Agree. That is better.

>
> > +             if (!ancestor->subsys[ssid])
> > +                     continue;
> >
> > -     return cgroup_is_descendant(cset->dfl_cgrp, ancestor);
> > +             cgrp = task_css(task, ssid)->cgroup;
>
> Does this pass on a lockdep-enabled kernel?

Yes, the lockdep is enabled.

>
> See conditions in task_css_set_check(), it seems at least RCU read lock
> would be needed (if not going through cgrp_links mentioned above).
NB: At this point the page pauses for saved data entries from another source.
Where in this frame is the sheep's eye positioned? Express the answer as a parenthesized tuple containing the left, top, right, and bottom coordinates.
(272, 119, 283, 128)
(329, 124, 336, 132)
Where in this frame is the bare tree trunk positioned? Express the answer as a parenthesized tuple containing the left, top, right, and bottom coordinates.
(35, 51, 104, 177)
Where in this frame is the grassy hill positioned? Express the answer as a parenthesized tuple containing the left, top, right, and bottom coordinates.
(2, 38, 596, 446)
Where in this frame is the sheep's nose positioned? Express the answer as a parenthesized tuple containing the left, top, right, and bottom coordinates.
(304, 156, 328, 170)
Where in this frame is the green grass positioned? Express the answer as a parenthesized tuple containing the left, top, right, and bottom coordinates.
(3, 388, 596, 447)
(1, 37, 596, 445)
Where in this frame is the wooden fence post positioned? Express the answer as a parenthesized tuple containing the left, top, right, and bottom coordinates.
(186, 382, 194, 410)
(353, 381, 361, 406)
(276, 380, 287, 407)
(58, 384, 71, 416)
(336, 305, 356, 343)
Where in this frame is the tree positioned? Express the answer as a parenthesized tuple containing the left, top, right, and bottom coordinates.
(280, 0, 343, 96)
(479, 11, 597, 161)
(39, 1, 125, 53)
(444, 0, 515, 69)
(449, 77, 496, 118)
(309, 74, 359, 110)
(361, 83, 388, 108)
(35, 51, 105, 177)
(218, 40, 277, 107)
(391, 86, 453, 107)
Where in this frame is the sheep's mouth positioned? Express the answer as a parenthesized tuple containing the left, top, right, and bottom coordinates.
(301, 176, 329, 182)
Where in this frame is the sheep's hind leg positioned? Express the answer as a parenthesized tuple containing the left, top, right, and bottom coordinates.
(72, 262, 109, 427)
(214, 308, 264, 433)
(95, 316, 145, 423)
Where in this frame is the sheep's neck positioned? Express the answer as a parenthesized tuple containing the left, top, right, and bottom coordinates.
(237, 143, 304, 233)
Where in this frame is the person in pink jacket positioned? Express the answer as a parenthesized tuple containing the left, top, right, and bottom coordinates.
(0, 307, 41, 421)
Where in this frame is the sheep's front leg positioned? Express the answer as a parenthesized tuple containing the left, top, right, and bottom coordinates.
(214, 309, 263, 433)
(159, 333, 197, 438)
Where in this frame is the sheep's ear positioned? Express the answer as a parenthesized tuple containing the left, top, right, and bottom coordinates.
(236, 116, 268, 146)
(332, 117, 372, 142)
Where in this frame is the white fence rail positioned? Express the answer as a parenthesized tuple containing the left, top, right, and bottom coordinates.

All the call sites of it are already under RCU protection, so we don't
need to explicitly set RCU read lock here.
diff mbox series

Patch

diff --git a/include/linux/cgroup.h b/include/linux/cgroup.h
index b307013..5414a2c 100644
--- a/include/linux/cgroup.h
+++ b/include/linux/cgroup.h
@@ -543,15 +543,33 @@  static inline struct cgroup *cgroup_ancestor(struct cgroup *cgrp,
  * @ancestor: possible ancestor of @task's cgroup
  *
  * Tests whether @task's default cgroup hierarchy is a descendant of @ancestor.
- * It follows all the same rules as cgroup_is_descendant, and only applies
- * to the default hierarchy.
+ * It follows all the same rules as cgroup_is_descendant.
  */
 static inline bool task_under_cgroup_hierarchy(struct task_struct *task,
 					       struct cgroup *ancestor)
 {
 	struct css_set *cset = task_css_set(task);
+	struct cgroup *cgrp;
+	bool ret = false;
+	int ssid;
+
+	if (ancestor->root == &cgrp_dfl_root)
+		return cgroup_is_descendant(cset->dfl_cgrp, ancestor);
+
+	for (ssid = 0; ssid < CGROUP_SUBSYS_COUNT; ssid++) {
+		if (!ancestor->subsys[ssid])
+			continue;
 
-	return cgroup_is_descendant(cset->dfl_cgrp, ancestor);
+		cgrp = task_css(task, ssid)->cgroup;
+		if (!cgrp)
+			continue;
+
+		if (!cgroup_is_descendant(cgrp, ancestor))
+			return false;
+		if (!ret)
+			ret = true;
+	}
+	return ret;
 }
 
 /* no synchronization, the result can only be used as a hint */